Zemen is one of many voices that reject the EU’s policy, citing fears of terrorist attacks if the Czech Republic accepts it. His rhetoric sticks out even when compared to other V4 leaders, such as Hungary’s Viktor Orban and Poland’s Beata Szydlo, drawing comparisons with Donald Trump.
The similarities with the US President, some might say, don’t end there. Zemen opposes the EU’s stance on Russia; he wants to cut back on sanctions against the Kremlin and improve relations. Perhaps the most remarkable thing is that as Prime Minister he was a vehement supporter of European integration. He justifies his changing position by claiming EU membership hasn’t lived up to what most Czechs expected.
His apparent enthusiasm for a shift eastward is consistent with the rest of the V4 which has tried to push the EU towards greater cooperation with Russia and Central Asia, including recognising Moscow’s authority in Crimea.

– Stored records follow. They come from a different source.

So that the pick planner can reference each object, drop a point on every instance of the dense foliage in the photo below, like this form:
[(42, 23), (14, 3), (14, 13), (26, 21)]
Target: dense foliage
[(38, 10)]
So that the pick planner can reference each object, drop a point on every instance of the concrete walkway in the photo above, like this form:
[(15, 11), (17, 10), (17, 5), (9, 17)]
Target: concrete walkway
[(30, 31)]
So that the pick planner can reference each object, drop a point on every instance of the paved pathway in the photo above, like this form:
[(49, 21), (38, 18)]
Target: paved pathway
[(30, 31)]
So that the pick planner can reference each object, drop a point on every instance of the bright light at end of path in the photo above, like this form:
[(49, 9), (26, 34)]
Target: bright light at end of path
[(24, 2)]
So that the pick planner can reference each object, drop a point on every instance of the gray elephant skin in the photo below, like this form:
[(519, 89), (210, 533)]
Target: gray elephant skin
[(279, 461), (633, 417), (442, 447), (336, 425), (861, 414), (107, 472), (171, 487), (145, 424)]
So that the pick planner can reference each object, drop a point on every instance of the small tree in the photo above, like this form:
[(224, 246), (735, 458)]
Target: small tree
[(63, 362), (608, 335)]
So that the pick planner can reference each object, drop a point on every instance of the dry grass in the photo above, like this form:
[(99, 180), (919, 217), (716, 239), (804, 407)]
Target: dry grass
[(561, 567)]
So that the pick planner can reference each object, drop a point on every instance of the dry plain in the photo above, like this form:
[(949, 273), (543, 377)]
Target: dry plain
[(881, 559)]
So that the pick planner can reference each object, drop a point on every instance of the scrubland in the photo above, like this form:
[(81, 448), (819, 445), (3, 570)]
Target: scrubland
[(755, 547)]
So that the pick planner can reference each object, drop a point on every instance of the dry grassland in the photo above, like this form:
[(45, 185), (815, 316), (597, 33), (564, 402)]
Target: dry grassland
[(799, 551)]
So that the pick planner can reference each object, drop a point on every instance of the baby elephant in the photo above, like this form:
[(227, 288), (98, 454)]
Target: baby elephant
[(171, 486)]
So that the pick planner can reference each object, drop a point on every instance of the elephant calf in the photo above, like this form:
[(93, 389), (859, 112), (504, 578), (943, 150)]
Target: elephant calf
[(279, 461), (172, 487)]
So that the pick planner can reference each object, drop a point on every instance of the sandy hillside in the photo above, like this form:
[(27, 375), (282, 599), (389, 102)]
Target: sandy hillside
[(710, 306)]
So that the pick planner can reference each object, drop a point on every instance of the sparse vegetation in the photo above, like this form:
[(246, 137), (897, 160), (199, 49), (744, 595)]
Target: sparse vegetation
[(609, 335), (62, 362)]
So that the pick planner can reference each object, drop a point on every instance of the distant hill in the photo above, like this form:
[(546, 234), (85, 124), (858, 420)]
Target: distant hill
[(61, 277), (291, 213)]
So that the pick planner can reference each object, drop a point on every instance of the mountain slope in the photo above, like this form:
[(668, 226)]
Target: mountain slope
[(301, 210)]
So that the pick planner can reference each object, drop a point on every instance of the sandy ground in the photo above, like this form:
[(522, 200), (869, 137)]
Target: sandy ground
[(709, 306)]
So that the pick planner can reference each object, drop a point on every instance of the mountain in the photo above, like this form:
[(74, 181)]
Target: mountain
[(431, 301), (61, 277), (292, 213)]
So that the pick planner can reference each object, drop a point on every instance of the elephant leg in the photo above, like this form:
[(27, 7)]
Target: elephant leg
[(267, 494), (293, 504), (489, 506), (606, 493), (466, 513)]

All this makes Brussels and elsewhere nervous that Russia is influencing the Czech elections through online disinformation. Moscow has already been accused of the same meddling elsewhere, most infamously the 2016 US Presidential Election and the UK’s EU referendum.
The Czech President has little legislative power but the office is highly respected and influential. Should Zemen win as expected it wouldn’t be so much a new populist wave but a hardening of anti-establishment sentiment in the V4. The Czech Prime Minister, Andrej Babis, holds many of the same views as Zemen.
Babis was elected last October and is already facing a vote of no confidence over fraud allegations. He could well lose the vote but stay in office because the right to dismiss the government lies with the President. Zemen has already hinted he will let Babis remain as Prime Minister.
As things stand, there aren’t many calls for the Czech Republic to leave the EU, but if Zemen wins, it’s going to be an opponent of many of its critical policies for some time, even the integration process itself. With even bigger elections coming this year, the EU could suffer in the long run.